Global longitudinal strain (GLS) and tactile and thermal quantitative sensory testing (QST) could detect cardiac nerve fiber abnormalities before symptom onset in patients with amyloid transthyretin cardiomyopathy (ATTR-CM), enabling early treatment, according to a study recently published in the Orphanet Journal of Rare Diseases.
“GLS and QST findings demonstrated an early involvement of the heart and small nerve fibers even many years before PADO [predicted age of disease onset] with a parallel impairment among the two systems (cardiac and small fibers) at least in the earliest stage of disease,” the study said.
What is ATTR-CM?
Transthyretin amyloidosis cardiomyopathy (ATTR-CM) is a rare progressive disease of the heart muscle that leads to congestive heart failure. It occurs when the transthyretin protein produced by the liver is unstable. Symptoms include fatigue; shortness of breath; irregular heart rate or palpitations; swelling of the legs, ankles and stomach; brain fog; wheezing; and dizziness. It often goes underdiagnosed because of a lack of awareness and knowledge of the disease. There is currently no cure for ATTR-CM.

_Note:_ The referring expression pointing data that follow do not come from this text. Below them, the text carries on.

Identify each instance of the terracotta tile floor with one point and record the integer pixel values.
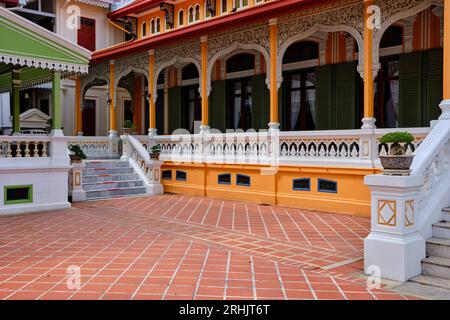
(181, 247)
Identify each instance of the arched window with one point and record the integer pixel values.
(191, 102)
(197, 12)
(189, 72)
(191, 15)
(393, 37)
(152, 27)
(180, 17)
(241, 62)
(158, 25)
(301, 51)
(144, 29)
(300, 112)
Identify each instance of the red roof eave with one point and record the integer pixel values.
(134, 8)
(253, 14)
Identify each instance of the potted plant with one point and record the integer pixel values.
(76, 154)
(129, 127)
(397, 161)
(155, 151)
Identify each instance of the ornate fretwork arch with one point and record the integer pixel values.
(124, 66)
(236, 47)
(177, 55)
(98, 73)
(300, 26)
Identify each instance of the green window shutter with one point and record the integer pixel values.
(217, 106)
(324, 97)
(410, 100)
(433, 85)
(281, 106)
(345, 92)
(260, 102)
(175, 110)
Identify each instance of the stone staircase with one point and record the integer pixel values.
(436, 266)
(110, 179)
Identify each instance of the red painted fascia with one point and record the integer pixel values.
(253, 14)
(134, 8)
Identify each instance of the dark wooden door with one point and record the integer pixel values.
(89, 118)
(86, 34)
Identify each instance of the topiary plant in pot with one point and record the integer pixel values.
(129, 127)
(76, 154)
(397, 161)
(155, 151)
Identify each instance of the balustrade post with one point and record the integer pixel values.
(394, 246)
(76, 182)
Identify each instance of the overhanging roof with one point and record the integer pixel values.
(26, 44)
(253, 14)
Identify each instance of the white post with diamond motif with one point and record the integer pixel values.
(394, 245)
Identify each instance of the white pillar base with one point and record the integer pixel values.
(152, 132)
(398, 258)
(274, 126)
(112, 134)
(78, 195)
(369, 123)
(445, 107)
(204, 129)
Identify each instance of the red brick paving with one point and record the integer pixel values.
(180, 247)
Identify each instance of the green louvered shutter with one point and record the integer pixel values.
(433, 86)
(175, 110)
(410, 101)
(260, 102)
(324, 97)
(345, 92)
(281, 106)
(217, 106)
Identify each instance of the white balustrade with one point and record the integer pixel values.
(97, 147)
(405, 208)
(340, 148)
(24, 146)
(149, 170)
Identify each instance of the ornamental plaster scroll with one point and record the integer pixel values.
(393, 11)
(177, 56)
(300, 26)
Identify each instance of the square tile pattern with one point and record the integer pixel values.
(182, 247)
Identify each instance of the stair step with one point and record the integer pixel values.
(432, 281)
(110, 177)
(106, 164)
(438, 247)
(112, 184)
(441, 230)
(436, 267)
(101, 171)
(110, 193)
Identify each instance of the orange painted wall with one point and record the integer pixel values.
(353, 196)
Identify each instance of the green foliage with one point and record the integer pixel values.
(156, 149)
(397, 137)
(77, 151)
(128, 124)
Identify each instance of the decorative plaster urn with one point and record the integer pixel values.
(397, 161)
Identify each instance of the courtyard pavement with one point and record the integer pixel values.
(182, 247)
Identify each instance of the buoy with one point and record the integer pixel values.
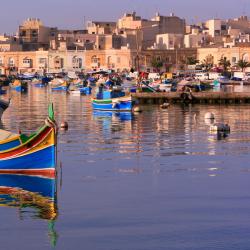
(220, 127)
(137, 109)
(165, 105)
(64, 125)
(209, 115)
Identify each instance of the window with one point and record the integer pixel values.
(94, 59)
(11, 62)
(25, 60)
(42, 60)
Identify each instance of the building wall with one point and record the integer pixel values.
(108, 59)
(233, 54)
(169, 41)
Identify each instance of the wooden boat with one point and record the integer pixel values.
(3, 106)
(33, 194)
(62, 87)
(32, 154)
(81, 91)
(112, 100)
(38, 83)
(19, 86)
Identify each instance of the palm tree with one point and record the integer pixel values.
(224, 63)
(243, 64)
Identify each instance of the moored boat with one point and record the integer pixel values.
(38, 83)
(19, 86)
(112, 100)
(34, 154)
(3, 106)
(62, 87)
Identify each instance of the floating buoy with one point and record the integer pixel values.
(137, 109)
(165, 105)
(64, 125)
(220, 127)
(209, 115)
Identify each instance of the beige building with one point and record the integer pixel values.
(101, 28)
(169, 41)
(233, 54)
(109, 59)
(34, 35)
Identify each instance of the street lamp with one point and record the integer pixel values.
(137, 44)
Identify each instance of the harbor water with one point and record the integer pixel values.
(153, 180)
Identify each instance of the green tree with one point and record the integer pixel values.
(243, 64)
(157, 64)
(224, 63)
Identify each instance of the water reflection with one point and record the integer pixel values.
(33, 196)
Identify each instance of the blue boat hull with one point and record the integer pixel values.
(20, 88)
(86, 90)
(61, 88)
(9, 145)
(122, 106)
(44, 159)
(35, 184)
(39, 85)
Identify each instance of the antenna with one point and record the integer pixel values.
(244, 5)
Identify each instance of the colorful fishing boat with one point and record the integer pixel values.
(38, 83)
(112, 100)
(19, 86)
(62, 87)
(33, 154)
(3, 106)
(33, 194)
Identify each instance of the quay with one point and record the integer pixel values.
(194, 97)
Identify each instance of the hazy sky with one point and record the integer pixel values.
(71, 13)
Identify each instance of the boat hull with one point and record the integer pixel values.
(39, 85)
(60, 88)
(123, 104)
(20, 88)
(3, 106)
(36, 155)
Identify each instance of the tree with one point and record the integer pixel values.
(157, 64)
(191, 60)
(207, 63)
(243, 64)
(224, 63)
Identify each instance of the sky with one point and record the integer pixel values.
(67, 14)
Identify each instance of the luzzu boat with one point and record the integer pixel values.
(19, 86)
(38, 83)
(34, 154)
(112, 100)
(3, 106)
(62, 87)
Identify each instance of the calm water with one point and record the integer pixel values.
(155, 180)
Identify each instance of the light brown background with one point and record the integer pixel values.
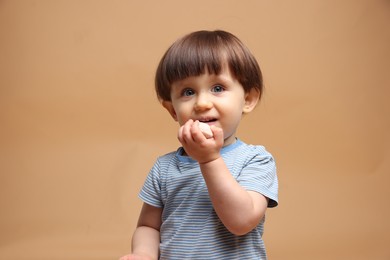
(81, 127)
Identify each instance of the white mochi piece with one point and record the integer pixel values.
(205, 128)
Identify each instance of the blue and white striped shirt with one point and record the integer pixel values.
(190, 227)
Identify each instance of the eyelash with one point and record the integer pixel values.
(213, 89)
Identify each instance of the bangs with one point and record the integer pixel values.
(193, 58)
(206, 51)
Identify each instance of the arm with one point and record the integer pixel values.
(146, 237)
(238, 209)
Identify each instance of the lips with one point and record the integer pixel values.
(207, 120)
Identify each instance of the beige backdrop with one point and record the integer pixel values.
(81, 127)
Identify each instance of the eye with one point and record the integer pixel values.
(218, 88)
(188, 92)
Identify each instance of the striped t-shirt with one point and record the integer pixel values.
(190, 227)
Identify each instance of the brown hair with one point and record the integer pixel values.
(202, 51)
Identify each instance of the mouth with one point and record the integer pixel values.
(208, 120)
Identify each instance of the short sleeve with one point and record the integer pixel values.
(151, 190)
(259, 174)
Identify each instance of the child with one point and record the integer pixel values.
(208, 199)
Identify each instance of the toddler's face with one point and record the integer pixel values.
(217, 100)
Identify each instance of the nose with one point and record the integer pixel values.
(203, 103)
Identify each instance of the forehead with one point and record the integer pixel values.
(223, 76)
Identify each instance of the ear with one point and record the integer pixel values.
(168, 106)
(251, 99)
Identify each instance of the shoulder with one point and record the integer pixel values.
(250, 150)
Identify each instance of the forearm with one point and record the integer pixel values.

In light of the increasing importance of early diagnosis since the introduction of disease-modifying therapy for ATTR-CM, the study aimed to determine if GLS and QST could provide early indexes of cardiac and neurological compromise in asymptomatic patients carrying transthyretin gene (TTR) mutations.
Read more about ATTR-CM testing and diagnosis
Researchers enrolled 16 TTR-mutation carriers without any ATTR-CM symptoms or echocardiographic findings. The predicted age of disease onset of the enrolled population was between 15 and 30 years.

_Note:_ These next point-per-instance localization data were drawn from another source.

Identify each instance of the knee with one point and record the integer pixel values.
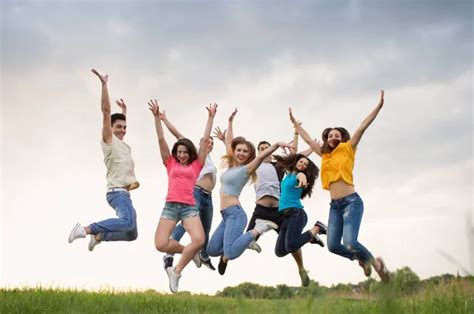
(212, 250)
(198, 240)
(280, 253)
(132, 236)
(161, 246)
(291, 247)
(130, 224)
(333, 247)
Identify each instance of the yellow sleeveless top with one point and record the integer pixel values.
(338, 164)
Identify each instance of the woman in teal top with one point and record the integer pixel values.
(297, 184)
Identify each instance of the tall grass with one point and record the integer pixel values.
(456, 296)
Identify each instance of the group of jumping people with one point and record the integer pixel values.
(280, 181)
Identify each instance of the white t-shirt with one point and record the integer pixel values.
(119, 163)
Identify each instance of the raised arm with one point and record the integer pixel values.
(170, 126)
(105, 107)
(229, 136)
(164, 149)
(367, 121)
(219, 134)
(202, 153)
(122, 105)
(299, 129)
(254, 164)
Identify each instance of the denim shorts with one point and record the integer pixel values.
(178, 211)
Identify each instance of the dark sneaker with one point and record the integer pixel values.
(382, 270)
(304, 277)
(222, 266)
(367, 267)
(208, 263)
(167, 261)
(323, 229)
(317, 240)
(254, 246)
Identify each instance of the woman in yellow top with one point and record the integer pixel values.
(345, 215)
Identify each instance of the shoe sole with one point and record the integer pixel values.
(383, 273)
(71, 234)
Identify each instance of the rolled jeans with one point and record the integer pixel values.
(205, 209)
(290, 239)
(123, 228)
(228, 239)
(345, 216)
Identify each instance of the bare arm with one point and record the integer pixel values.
(202, 153)
(219, 134)
(105, 107)
(367, 121)
(122, 105)
(164, 149)
(254, 164)
(170, 126)
(299, 129)
(230, 134)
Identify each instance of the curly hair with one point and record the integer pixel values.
(311, 172)
(345, 136)
(189, 146)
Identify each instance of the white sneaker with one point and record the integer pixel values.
(76, 233)
(254, 246)
(174, 279)
(93, 242)
(262, 225)
(197, 260)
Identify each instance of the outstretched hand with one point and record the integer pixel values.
(293, 119)
(212, 110)
(103, 78)
(154, 107)
(121, 104)
(219, 134)
(381, 98)
(232, 115)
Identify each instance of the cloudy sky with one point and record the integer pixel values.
(326, 59)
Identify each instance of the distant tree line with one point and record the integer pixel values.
(403, 282)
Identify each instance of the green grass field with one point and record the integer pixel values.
(454, 297)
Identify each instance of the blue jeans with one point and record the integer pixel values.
(290, 239)
(345, 216)
(123, 228)
(228, 239)
(205, 209)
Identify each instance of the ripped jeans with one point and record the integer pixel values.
(345, 216)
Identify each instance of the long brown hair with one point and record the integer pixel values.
(228, 159)
(311, 172)
(345, 136)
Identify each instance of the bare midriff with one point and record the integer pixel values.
(268, 201)
(340, 189)
(207, 183)
(228, 200)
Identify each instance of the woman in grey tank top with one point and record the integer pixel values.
(228, 240)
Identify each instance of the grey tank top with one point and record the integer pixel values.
(233, 180)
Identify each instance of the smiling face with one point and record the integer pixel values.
(261, 148)
(119, 128)
(334, 138)
(182, 154)
(241, 154)
(302, 164)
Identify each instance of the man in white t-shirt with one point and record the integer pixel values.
(120, 178)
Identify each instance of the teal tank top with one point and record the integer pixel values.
(290, 195)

GLS revealed that more than 50% of patients had reduced cardiac strain. This finding reflected the effect of amyloid deposition, which impairs the heart’s ability to contract. QST revealed that the majority of patients had small instances of nerve fiber damage. The authors observed GLS reduction correlated with QST abnormalities.
The findings suggested that cardiac and neurologic damage go hand in hand in the early stages of ATTR-CM.

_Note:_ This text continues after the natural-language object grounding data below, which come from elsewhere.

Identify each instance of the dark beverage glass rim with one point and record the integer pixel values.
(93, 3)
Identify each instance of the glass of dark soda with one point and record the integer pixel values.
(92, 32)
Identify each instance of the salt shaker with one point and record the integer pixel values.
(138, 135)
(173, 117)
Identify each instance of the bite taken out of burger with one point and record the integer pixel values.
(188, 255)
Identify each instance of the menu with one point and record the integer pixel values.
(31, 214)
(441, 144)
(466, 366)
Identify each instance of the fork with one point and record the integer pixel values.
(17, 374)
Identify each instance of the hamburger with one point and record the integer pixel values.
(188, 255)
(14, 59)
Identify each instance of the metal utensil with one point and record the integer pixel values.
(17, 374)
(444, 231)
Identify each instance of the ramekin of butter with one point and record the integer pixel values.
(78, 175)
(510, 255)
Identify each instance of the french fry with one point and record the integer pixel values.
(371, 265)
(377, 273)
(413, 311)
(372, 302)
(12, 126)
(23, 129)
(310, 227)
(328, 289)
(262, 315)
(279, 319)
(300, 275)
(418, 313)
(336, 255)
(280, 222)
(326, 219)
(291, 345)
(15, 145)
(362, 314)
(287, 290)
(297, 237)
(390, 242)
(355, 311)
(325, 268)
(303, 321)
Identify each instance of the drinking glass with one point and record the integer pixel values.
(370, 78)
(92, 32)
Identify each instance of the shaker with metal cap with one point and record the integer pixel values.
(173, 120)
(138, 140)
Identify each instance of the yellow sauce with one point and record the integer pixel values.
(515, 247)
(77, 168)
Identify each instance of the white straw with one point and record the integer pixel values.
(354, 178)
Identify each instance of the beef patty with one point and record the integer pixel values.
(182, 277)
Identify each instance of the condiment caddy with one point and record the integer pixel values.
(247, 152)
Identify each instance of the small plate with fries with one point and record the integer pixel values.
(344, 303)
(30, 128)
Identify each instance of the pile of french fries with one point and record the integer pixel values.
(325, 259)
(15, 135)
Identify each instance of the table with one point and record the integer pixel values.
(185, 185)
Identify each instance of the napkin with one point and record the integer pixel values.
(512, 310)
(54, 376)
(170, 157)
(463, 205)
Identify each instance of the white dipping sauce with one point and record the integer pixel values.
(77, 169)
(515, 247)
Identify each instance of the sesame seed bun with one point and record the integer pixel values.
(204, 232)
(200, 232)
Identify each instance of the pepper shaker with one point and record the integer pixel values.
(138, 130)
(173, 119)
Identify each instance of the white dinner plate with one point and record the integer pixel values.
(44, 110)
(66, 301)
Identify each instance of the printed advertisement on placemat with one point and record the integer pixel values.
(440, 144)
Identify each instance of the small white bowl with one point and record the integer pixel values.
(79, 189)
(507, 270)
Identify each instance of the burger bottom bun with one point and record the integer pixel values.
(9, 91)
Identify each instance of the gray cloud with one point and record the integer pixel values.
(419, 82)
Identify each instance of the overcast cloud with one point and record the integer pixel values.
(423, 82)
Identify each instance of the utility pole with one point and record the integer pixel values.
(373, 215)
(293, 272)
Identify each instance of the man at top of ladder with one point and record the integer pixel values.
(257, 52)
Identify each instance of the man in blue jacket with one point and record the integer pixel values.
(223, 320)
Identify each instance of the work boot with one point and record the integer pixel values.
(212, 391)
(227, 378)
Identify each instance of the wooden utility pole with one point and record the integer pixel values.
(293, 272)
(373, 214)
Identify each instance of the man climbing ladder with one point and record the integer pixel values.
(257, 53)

Altered GLS changes alone are not enough to initiate disease-modifying treatment in TRR-mutation carriers; however, most experts consider that patients with abnormalities in two instrumental tests have ATTR-CM and are eligible for treatment.
“Can carriers, displaying abnormal QST and GLS, be considered as ‘converted’? Can they access to a ATTRv treatment (tetramer stabilizer or gene silencers)? Are they at risk of soon conversion?,” the authors asked. “These questions are still unsolved and only the follow-up of these patients can clarify the usefulness of a combined approach with GLS and QST in the ‘conversion’ diagnosis.”